Back here at Many, I'm hoping to set aside a little bit of each day for some creating and exploring, working on the Hoot documentary and music.  Also trying to rest and enjoy the new growth around me.  Noticing bright snowpack as it diminishes, tiny buds on branches.  


It's been nice to shake out a little cabin fever as Josephine plays in nature.  All the moving: toys and tools, clothes and kids, it was emotional, it was hard, it was good.  Nice to remember that all you need is some rocks and dirt after pining for material items & memories.


So much stuff!  Many of our commitments are now wrapped up- some more abruptly than others.  Many folks were left without a goodbye, and I feel strange being so disconnected from school when it's not out for summer yet.  James & I tag-teamed it to move our family of four, which was much more difficult than anticipated (isn't it always?!) Now we are decompressing a bit, letting things go.


The rhythm of purging and organizing has felt really good- with moving and now at the boat house before the whole crew is here.  It's nice to take a bit of time and figure out where and how to make things look and function better than last year.  

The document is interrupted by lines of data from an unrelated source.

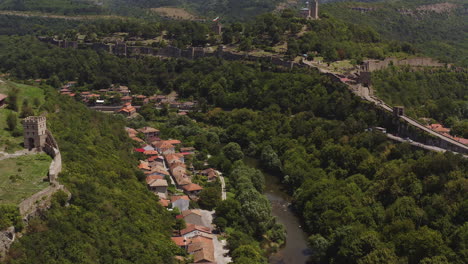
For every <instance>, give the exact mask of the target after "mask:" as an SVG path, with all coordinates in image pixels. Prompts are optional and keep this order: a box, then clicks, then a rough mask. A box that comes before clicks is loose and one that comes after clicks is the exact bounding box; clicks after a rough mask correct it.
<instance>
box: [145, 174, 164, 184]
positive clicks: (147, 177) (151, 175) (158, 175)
mask: <svg viewBox="0 0 468 264" xmlns="http://www.w3.org/2000/svg"><path fill="white" fill-rule="evenodd" d="M163 179H164V177H163V176H161V175H151V176H148V177H146V184H150V183H151V182H152V181H154V180H163Z"/></svg>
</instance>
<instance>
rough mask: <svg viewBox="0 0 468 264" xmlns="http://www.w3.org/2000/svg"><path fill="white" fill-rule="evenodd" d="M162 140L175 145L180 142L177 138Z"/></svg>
mask: <svg viewBox="0 0 468 264" xmlns="http://www.w3.org/2000/svg"><path fill="white" fill-rule="evenodd" d="M164 141H165V142H167V143H169V144H172V145H177V144H180V143H181V142H180V140H177V139H170V140H164Z"/></svg>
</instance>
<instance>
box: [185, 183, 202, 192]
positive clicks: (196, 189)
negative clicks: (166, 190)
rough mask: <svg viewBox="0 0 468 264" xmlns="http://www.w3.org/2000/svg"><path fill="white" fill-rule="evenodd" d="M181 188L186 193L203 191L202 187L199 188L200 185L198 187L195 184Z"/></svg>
mask: <svg viewBox="0 0 468 264" xmlns="http://www.w3.org/2000/svg"><path fill="white" fill-rule="evenodd" d="M181 188H182V189H184V190H185V191H187V192H193V191H200V190H203V187H201V186H200V185H198V184H196V183H189V184H187V185H184V186H182V187H181Z"/></svg>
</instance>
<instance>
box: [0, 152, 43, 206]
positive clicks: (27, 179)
mask: <svg viewBox="0 0 468 264" xmlns="http://www.w3.org/2000/svg"><path fill="white" fill-rule="evenodd" d="M50 162H51V158H50V157H49V156H47V155H46V154H38V155H27V156H21V157H17V158H11V159H5V160H1V161H0V204H17V203H19V202H20V201H21V200H23V199H25V198H27V197H29V196H31V195H32V194H34V193H36V192H38V191H40V190H42V189H44V188H46V187H47V186H49V183H48V182H45V181H43V179H44V178H45V177H47V173H48V171H49V165H50Z"/></svg>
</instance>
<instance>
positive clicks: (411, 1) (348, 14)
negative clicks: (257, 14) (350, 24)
mask: <svg viewBox="0 0 468 264" xmlns="http://www.w3.org/2000/svg"><path fill="white" fill-rule="evenodd" d="M363 2H364V1H363ZM466 8H467V6H466V2H464V1H461V0H453V1H442V0H414V1H390V0H389V1H383V2H382V1H378V2H377V3H361V2H343V3H334V4H327V5H323V8H322V12H323V13H329V14H331V15H333V16H334V17H339V18H340V19H343V20H344V21H347V22H351V23H355V24H358V25H362V26H370V27H372V28H374V29H375V30H377V31H378V32H379V33H380V34H381V35H382V36H383V37H385V38H387V39H393V40H399V41H406V42H409V43H411V44H413V45H414V46H415V47H416V48H417V51H418V52H420V53H423V54H425V55H427V56H431V57H435V58H439V59H442V60H443V61H446V62H456V63H458V64H461V65H464V66H466V65H468V61H467V58H468V53H467V50H468V46H467V41H466V39H467V38H468V35H467V32H466V30H464V29H465V28H466V27H467V20H466Z"/></svg>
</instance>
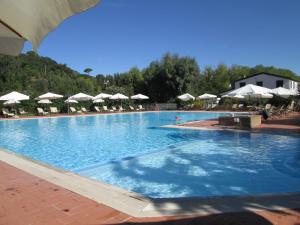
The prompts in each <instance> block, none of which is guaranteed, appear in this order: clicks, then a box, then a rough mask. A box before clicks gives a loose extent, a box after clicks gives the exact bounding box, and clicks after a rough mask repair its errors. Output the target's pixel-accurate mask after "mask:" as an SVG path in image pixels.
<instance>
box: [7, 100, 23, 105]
mask: <svg viewBox="0 0 300 225" xmlns="http://www.w3.org/2000/svg"><path fill="white" fill-rule="evenodd" d="M20 103H21V102H20V101H17V100H8V101H6V102H4V103H3V105H15V104H20Z"/></svg>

Eliza (aka tree frog) has been through a lot in her first month of life, I want to mellow things out for her.  She's had a harder time with nursing, as she came into a busy world that wasn't stopping: accompanying me to school early on, lots of running around for a newborn.  She took a bottle early, thanks to the breast pump (provided via Obamas healthcare for all).  


Mommy-guilt is so hard.  Today, as she was screaming during her usual witching hour, I reminded myself, "you're doing the best you can."  Hard not to be too hard on myself.  Remembering that this wee babe just left my womb, and we are missing parts of each other, needing each other now in new, different ways.  Oh, and thank God for babywearing!


Returning to Many has been fun with Big sister. It feels like her first time as she is just putting it all together.  Girl is so darn passionate, exuberant, curious, impressionable.  Her reactions to all these "new" experiences, interacting with boat co family in a while new way.  Endearing and entertaining!  Often, fear comes first, but excitement follows.  See Miss Bumble Tuna below.  Shortly after this, she whispered "I don WAN na go to Many GLacier."  I reminded her Ty & Margaret were here, and we were able to get stoked on the gorgeous Spring drive into the Valley, including making Duck sounds "one more time" a million times.


On our first Lake Josephine visit, she said she saw a whale!  I know how grandiose this place seemed to me when I first came here 10 years ago, but nothing beats a child's imagination!



I am excited to be on YouPlus2 Parenting later this week sharing my take on play with Josephine- how much electronics and the internet can affect our toddlers.  Look for it!  It's already been great to unplug here in Glacier and just follow the needs of my babies.  Simplify life a bit.